The expected caption in the top-right corner is missing, where the edge of the folio has been torn. A repair covers all this part.

Nine kneeling figures are arranged over three levels, all facing the same direction. The top two levels show lay Jains while three ascetics are on the bottom level. They can be identified by their robes and monastic paraphernalia. All the figures are kneeling on pieces of cloth, their hands raised and folded. Most of the lay Jains, men and women, have a white cloth laid over their knees.

This is a standard image at the end of Kalpa-sūtra manuscripts. It shows members of Mahāvīra‘s fourfold community listening to his teaching with hands folded in respect. Here the monastic community is represented by a nun and two monks wearing characteristic Śvetāmbara robes and holding the mouth-cloth in front of them. The Jain lay community – śrāvakas and śrāvikās – is represented by various men and women. Note how the men have beards and long hair, in contrast to the monks. The white thing over the laity’s knees is probably the cotton broomrajoharaṇa. Although it is part of the ascetics’ equipment, lay people also carry it to perform religious rituals or when they sit at the temple.

Other visual elements

The original paper is slightly damaged but is repaired.
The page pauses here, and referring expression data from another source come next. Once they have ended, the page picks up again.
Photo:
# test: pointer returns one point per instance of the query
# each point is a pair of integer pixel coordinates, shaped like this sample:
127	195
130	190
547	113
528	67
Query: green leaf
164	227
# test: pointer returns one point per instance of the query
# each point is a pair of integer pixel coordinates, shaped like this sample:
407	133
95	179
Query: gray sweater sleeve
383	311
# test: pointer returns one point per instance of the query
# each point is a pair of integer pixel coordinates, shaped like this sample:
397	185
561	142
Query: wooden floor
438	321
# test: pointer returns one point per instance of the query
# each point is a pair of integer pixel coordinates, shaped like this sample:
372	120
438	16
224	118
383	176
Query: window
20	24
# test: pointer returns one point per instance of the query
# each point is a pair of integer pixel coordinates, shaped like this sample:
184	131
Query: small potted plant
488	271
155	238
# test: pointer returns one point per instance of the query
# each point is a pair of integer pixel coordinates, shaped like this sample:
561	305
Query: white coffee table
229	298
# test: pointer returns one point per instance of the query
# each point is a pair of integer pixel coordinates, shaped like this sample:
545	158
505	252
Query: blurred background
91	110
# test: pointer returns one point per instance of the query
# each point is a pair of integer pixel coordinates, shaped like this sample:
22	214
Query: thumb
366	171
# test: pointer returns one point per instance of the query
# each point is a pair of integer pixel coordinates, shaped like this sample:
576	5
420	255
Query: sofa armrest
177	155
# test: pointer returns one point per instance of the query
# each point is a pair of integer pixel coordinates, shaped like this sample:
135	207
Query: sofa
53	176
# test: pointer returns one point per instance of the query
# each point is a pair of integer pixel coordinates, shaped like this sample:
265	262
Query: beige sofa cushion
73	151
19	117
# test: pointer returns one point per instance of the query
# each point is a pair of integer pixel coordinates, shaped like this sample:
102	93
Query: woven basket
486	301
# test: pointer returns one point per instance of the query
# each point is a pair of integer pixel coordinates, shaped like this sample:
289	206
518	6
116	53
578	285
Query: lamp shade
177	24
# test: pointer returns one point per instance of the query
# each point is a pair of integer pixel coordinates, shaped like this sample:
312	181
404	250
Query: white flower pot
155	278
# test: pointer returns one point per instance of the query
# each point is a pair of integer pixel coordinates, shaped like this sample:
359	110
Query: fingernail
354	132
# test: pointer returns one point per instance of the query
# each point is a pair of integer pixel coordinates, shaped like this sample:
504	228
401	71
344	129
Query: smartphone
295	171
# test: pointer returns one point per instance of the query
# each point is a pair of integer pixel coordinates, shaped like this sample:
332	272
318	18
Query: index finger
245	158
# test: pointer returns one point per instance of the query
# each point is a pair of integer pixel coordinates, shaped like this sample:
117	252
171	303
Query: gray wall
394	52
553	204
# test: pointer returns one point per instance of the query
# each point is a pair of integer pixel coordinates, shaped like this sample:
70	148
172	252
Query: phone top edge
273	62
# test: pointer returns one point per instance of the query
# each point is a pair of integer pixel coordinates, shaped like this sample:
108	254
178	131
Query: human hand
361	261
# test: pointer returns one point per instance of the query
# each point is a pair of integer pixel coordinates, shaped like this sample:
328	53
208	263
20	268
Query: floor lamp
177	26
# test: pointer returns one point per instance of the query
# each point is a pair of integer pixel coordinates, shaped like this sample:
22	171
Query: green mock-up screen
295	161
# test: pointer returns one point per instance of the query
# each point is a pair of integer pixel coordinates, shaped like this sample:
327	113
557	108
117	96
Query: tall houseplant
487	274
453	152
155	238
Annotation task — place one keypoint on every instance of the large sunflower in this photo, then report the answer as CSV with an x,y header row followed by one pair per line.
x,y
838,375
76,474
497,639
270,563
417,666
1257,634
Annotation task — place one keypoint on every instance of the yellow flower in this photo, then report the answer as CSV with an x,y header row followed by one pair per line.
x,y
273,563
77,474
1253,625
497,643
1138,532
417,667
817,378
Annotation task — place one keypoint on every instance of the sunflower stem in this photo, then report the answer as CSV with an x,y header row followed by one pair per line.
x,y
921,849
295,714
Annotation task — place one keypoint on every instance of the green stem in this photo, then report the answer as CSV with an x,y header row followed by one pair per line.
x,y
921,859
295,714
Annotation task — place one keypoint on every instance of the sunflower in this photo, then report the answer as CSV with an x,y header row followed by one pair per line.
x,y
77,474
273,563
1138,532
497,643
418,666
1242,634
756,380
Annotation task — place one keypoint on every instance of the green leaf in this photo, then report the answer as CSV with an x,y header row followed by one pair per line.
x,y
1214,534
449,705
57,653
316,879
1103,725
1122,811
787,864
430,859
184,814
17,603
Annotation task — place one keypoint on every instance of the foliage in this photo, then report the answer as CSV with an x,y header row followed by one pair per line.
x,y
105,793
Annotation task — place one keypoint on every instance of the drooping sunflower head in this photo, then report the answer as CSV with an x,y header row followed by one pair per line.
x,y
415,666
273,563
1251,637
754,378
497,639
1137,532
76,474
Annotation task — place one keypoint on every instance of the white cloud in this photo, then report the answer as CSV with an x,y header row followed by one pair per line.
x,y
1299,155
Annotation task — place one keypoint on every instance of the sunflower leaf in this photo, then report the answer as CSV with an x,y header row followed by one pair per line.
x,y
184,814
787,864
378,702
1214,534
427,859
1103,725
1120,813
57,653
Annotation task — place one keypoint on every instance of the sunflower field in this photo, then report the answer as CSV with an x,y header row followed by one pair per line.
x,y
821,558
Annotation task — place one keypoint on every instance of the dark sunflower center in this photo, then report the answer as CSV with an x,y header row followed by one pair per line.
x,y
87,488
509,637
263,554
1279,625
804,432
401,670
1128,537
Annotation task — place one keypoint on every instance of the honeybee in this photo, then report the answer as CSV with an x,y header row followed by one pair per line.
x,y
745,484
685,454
As with many Kalpa-sūtra manuscripts, there is a clear intention to make the manuscript a valuable and remarkable object in itself. This aim is signalled by the:

  • coloured background for the text
  • gold ink instead of the standard black ink
  • decorated border with blue floral motifs
  • diamond filled with gold ink, with ornamental blue border.

The diamond in the centre is a symbolic reminder of the way in which manuscripts were bound when they were on palm leaf. Strings through holes in the paper were used to thread together the loose folios so the reader could turn them over easily. The diamond is in one of the places where the holes would once have been.